The Pumpkinmon looked quizzical. "Do you know how you got here?"
Walker held out a hand to silence the creature. "Maybe, maybe. Don't rush me. I was in...Roppongi Hills. I was trying to get into a club, I got kicked out, but I went to an all-night convenience store and...I...Did I steal a vending machine? I was in the forest, somehow, but like, with a vending machine?"
"Do you mean the Vend-O Monolith? The white metal box?"
Walker nodded, still lost in thought. The Pumpkinmon's face lit up, both figuratively and literally. Walker cringed.
His headache was still too severe to try and figure out what this thing was, or how it did that.
"You know what the Monolith is? The village elders have been trying to unlock the Monolith's mysteries for generations."

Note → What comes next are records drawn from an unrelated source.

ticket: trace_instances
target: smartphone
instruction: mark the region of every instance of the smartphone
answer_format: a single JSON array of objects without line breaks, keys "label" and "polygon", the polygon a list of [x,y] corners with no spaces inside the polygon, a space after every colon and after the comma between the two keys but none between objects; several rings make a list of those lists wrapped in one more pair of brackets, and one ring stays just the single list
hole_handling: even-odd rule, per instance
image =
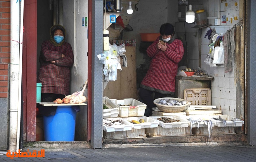
[{"label": "smartphone", "polygon": [[164,46],[164,41],[161,41],[161,40],[159,40],[159,42],[160,42],[160,43],[161,43],[161,44],[163,44],[163,45]]}]

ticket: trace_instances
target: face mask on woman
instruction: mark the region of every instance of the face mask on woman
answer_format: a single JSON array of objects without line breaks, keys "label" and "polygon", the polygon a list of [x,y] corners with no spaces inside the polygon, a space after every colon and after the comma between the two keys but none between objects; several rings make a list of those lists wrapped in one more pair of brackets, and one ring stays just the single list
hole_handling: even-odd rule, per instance
[{"label": "face mask on woman", "polygon": [[63,41],[64,39],[64,36],[54,36],[54,40],[55,40],[56,43],[58,44],[62,42],[62,41]]},{"label": "face mask on woman", "polygon": [[163,39],[163,40],[165,41],[165,42],[168,42],[169,41],[171,40],[171,37],[169,37],[168,38],[166,38],[166,39],[163,39],[162,38],[162,39]]}]

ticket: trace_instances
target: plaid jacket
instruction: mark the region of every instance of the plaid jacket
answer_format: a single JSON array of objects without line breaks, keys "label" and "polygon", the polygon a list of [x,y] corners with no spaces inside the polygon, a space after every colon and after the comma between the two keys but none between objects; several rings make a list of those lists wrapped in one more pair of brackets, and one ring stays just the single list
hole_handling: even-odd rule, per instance
[{"label": "plaid jacket", "polygon": [[[61,58],[61,54],[65,57]],[[50,62],[55,61],[55,63]],[[71,45],[64,42],[60,46],[49,41],[43,43],[39,56],[40,68],[38,82],[42,83],[42,93],[69,94],[70,67],[74,63]]]},{"label": "plaid jacket", "polygon": [[147,49],[152,58],[149,68],[141,84],[168,92],[175,91],[175,77],[178,63],[184,54],[182,42],[177,39],[170,44],[166,43],[165,51],[157,48],[159,38]]}]

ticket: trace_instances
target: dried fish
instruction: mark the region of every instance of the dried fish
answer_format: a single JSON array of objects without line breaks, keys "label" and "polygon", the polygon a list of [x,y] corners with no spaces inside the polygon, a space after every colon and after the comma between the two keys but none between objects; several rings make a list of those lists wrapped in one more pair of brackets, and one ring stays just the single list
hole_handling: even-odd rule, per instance
[{"label": "dried fish", "polygon": [[168,106],[180,106],[183,105],[187,104],[187,102],[186,101],[178,101],[174,100],[170,100],[168,99],[164,99],[160,100],[159,102],[156,102],[157,104],[163,105]]},{"label": "dried fish", "polygon": [[111,126],[113,125],[125,125],[123,123],[124,120],[121,118],[103,119],[103,125],[106,126]]},{"label": "dried fish", "polygon": [[163,117],[159,118],[157,119],[157,120],[163,122],[164,123],[173,123],[173,122],[179,122],[180,121],[179,120],[173,119],[170,118]]}]

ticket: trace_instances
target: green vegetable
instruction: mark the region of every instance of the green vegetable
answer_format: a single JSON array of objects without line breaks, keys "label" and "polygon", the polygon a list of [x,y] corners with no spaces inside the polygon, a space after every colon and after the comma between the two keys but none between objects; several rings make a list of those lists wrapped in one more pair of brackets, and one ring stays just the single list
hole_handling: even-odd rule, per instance
[{"label": "green vegetable", "polygon": [[103,104],[103,109],[109,109],[109,107],[107,106],[106,106],[106,105],[105,105],[105,104]]}]

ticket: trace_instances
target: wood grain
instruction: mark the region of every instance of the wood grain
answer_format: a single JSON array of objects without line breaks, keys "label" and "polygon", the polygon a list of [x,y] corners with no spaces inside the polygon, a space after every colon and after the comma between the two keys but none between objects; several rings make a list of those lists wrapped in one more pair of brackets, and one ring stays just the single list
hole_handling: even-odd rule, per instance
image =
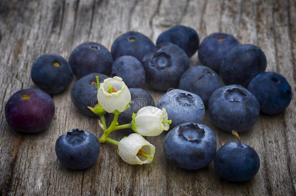
[{"label": "wood grain", "polygon": [[[200,40],[215,32],[232,34],[242,44],[260,47],[267,71],[284,75],[296,91],[296,1],[284,0],[48,0],[0,1],[0,195],[296,195],[296,98],[285,111],[261,115],[241,135],[261,159],[252,180],[230,182],[219,178],[214,164],[197,171],[174,166],[164,154],[165,134],[147,137],[156,148],[151,164],[123,162],[111,144],[101,145],[96,164],[70,170],[57,159],[54,145],[74,128],[101,134],[96,118],[84,116],[72,104],[70,92],[52,96],[56,114],[49,128],[38,134],[16,133],[8,125],[5,103],[14,92],[35,87],[32,65],[46,53],[68,58],[78,45],[97,42],[109,49],[120,34],[138,31],[155,42],[177,25],[197,30]],[[197,55],[191,66],[199,64]],[[163,92],[147,87],[156,102]],[[294,93],[295,94],[295,93]],[[214,131],[217,148],[234,138],[215,127],[207,111],[203,123]],[[113,134],[117,139],[124,136]]]}]

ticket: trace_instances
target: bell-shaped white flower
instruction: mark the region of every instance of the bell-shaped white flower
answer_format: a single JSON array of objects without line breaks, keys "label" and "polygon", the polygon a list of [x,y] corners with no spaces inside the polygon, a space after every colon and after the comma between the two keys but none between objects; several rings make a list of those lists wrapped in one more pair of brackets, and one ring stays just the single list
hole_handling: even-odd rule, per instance
[{"label": "bell-shaped white flower", "polygon": [[155,147],[142,136],[132,134],[118,143],[117,153],[121,159],[132,165],[142,165],[152,162]]},{"label": "bell-shaped white flower", "polygon": [[122,112],[131,99],[130,90],[118,76],[105,79],[98,90],[98,102],[108,113]]},{"label": "bell-shaped white flower", "polygon": [[167,131],[172,120],[168,121],[165,108],[152,106],[142,107],[133,115],[132,128],[136,133],[145,136],[156,136]]}]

"Yeah, I guess. I could use something to eat."
The Pumpkinmon looked delighted. "There's plenty of food back in my village. The elders would love to meet a human!"
Walker let out a weak laugh. He had finally slipped, apparently. Somebody must have stuck something in his drink. Maybe he slipped and hit his head on a curb and was in a coma. Or he had experienced a Rip Van Winkle incident in which he had awoken in a distant future that was ruled by dwarves with pumpkins for heads. Maybe he had finally lost his tenuous grip on reality. The hangover wasn't helping the situation, either.
As he mulled over the bleak possibilities, the Pumpkinmon started looking concerned. "Human?"
it said, leaning in. The human wasn't anything like the elders said it would be. It was beginning to wonder if it was such a good idea to lead it back to the village.
Walker finally broke the silence. "Sure, fuck it, whatever. Yeah. Lead the way, buddy."